Right-Wing Bloggers' "Law License" Attack On Elizabeth Warren Falls Flat
Right-wing bloggers have echoed an accusation that Elizabeth Warren, the Democratic candidate for U.S. Senate in Massachusetts, allegedly practiced law without a license. But the charge was dismissed by the general counsel of the agency responsible for enforcing Massachusetts bar rules, who said that Warren's activities are not a violation of those rules.
The accusation  against Warren originally appeared in the blog Legal Insurrection in a post titled "Elizabeth Warren's law license problem." Author William A. Jacobson, an associate professor at Cornell Law School, writes that, "Warren has practiced law in Massachusetts without a license in violation of Massachusetts law for well over a decade." He notes that Warren, a professor at Harvard Law School, listed her law school office as her address on a handful of legal briefs, and is not a member of the Massachusetts bar. The charge was quickly echoed by other right-wing bloggers ranging from Jim Geraghty at National Review Online, who termed  the accusation a "bombshell," to Breitbart.com's Michael Patrick Leahy, who wrote  that "though Warren operated a law practice from her Cambridge office for more than a decade, she never obtained a license to practice law in Massachusetts."

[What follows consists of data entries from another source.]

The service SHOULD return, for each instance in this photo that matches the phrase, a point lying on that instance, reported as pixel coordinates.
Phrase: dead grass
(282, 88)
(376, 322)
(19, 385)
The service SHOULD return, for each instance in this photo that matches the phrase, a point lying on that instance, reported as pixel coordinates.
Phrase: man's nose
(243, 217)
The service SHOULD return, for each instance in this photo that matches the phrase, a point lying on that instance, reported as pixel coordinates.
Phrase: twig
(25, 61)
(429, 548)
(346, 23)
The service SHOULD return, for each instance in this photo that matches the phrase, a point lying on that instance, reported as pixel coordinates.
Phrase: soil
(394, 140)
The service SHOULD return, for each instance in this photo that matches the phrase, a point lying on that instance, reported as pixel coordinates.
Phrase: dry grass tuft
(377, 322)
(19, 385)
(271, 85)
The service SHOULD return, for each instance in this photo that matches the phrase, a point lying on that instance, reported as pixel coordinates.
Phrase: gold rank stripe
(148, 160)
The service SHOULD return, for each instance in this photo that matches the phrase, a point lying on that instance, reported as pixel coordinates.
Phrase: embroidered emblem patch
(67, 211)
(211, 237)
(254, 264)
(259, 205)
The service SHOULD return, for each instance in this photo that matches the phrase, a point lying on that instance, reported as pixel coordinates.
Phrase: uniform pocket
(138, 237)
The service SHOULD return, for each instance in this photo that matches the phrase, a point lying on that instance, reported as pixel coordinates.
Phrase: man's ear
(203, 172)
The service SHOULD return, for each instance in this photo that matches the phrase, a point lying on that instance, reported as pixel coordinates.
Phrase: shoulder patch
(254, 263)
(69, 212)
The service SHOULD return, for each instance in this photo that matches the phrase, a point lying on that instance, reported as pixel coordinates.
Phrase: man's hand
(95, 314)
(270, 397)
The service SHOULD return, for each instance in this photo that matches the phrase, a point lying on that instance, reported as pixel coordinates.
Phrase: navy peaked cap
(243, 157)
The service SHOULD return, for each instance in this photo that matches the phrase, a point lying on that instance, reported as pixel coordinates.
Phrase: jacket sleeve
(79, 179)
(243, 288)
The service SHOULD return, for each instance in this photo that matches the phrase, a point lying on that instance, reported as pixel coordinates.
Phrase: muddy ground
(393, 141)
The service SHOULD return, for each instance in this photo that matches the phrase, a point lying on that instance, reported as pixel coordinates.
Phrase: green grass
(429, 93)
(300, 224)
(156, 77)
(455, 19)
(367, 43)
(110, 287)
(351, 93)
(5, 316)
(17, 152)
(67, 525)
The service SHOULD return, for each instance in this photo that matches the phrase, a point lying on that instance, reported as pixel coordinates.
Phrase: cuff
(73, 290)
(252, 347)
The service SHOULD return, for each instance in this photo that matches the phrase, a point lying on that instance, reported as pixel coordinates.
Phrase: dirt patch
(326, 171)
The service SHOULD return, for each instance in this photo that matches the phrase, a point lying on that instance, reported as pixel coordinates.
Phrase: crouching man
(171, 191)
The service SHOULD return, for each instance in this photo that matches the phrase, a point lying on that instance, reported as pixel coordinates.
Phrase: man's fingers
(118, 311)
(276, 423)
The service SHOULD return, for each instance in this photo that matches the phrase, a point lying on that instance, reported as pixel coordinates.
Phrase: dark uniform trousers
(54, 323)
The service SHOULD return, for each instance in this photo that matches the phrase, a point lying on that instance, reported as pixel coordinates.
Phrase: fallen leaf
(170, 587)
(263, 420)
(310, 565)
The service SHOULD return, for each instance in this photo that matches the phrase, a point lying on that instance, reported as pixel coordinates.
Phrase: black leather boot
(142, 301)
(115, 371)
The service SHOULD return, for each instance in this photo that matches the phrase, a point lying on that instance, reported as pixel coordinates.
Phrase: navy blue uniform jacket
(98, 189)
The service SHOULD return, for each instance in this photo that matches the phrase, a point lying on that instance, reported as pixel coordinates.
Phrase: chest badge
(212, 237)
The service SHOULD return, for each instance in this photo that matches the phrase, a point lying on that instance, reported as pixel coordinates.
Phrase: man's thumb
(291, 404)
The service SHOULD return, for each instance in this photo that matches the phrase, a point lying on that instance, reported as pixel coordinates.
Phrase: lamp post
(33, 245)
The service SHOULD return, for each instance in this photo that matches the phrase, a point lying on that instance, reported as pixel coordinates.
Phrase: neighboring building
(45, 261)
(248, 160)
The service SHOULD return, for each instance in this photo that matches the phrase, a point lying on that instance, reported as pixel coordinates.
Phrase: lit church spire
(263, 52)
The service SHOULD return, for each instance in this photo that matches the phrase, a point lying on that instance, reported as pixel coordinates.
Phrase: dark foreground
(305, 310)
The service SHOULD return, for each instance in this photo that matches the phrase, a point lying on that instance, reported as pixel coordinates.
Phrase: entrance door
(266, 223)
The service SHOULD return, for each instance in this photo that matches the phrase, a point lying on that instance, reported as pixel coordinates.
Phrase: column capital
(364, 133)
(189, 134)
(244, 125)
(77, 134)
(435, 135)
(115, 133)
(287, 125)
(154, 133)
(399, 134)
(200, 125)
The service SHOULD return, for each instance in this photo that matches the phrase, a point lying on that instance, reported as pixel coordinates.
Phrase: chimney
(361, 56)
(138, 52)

But according to a post  on The Docket, the blog of the Massachusetts Lawyers Weekly, Jacobson's charge has been rejected by Michael Fredrickson, the general counsel of the Massachusetts Board of Bar Overseers , which is "an independent administrative body to investigate and evaluate complaints against lawyers." According to The Docket:
Rule 5.5 of the Massachusetts Rules of Professional Conduct states that an attorney cannot, without a license to practice in Massachusetts, "establish an office or other systematic and continuous presence in this jurisdiction for the practice of law." It also states an attorney cannot, without a license, "hold out to the public or otherwise represent that the lawyer is admitted to practice law in this jurisdiction."

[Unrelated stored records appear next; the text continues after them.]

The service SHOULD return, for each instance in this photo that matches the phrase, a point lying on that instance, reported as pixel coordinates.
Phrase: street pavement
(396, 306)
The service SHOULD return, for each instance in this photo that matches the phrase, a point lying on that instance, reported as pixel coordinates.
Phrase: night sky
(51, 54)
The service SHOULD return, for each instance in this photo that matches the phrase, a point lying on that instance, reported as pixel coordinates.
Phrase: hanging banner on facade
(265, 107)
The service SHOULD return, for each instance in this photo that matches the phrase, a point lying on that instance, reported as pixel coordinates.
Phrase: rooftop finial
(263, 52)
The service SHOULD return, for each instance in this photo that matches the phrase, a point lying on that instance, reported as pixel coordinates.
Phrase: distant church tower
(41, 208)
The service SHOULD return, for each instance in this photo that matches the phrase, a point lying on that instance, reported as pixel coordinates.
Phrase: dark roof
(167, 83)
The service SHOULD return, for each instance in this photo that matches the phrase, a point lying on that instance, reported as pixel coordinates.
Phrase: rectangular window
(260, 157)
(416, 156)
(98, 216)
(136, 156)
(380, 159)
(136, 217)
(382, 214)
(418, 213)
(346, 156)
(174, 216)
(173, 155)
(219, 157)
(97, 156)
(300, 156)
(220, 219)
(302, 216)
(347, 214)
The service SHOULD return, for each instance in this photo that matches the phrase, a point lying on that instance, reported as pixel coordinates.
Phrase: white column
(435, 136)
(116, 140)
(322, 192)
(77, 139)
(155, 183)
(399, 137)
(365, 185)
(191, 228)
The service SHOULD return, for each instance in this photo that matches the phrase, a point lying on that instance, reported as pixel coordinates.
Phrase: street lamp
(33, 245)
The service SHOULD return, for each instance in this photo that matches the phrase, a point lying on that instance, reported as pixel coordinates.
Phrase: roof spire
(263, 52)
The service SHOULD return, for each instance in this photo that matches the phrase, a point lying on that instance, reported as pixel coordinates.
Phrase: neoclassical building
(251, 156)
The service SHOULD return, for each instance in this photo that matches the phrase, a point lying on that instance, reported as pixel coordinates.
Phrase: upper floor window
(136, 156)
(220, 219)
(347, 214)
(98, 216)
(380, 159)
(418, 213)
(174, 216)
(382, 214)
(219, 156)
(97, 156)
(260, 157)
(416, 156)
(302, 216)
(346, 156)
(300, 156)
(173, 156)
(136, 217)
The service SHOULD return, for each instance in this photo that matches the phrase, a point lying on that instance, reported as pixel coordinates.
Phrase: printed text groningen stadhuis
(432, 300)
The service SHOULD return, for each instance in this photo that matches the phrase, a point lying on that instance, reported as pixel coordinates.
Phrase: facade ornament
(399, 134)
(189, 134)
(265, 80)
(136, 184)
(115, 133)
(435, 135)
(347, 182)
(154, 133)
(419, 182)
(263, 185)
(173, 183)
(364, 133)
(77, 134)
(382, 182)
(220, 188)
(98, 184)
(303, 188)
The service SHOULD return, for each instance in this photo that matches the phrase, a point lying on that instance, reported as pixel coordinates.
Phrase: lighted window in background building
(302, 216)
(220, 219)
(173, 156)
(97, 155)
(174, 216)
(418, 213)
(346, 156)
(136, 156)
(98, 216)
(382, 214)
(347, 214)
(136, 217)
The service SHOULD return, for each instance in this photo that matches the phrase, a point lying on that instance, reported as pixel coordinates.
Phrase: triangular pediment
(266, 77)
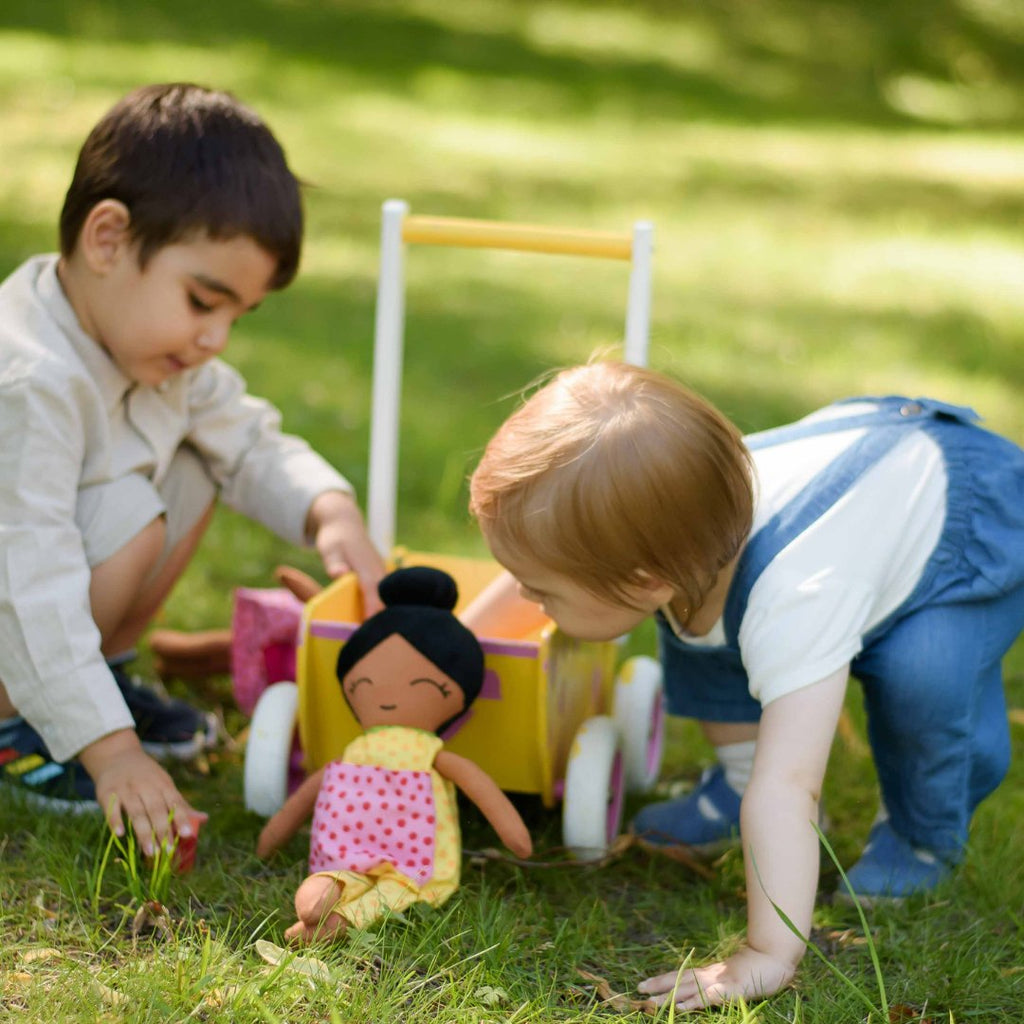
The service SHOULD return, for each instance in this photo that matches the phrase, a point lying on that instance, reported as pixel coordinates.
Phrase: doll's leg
(391, 894)
(315, 902)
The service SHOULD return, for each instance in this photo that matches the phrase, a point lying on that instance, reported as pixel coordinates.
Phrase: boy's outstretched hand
(130, 784)
(747, 973)
(340, 535)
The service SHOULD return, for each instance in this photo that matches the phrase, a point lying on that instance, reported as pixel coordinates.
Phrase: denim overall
(931, 671)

Michael Fredrickson, general counsel for the BBO, says he does not believe a law professor would be considered to have "a continuous presence" or "an office practicing law."
"If they actually practice here - as some part-time law professors at some of the smaller schools do - they might," Fredrickson says. "But being a professor at one of the large schools, their office is a professor's office, and the fact that they tend to dabble in the practice of law doesn't run afoul of our rule. I don't think Elizabeth Warren would fall within that, such that she would have to register here."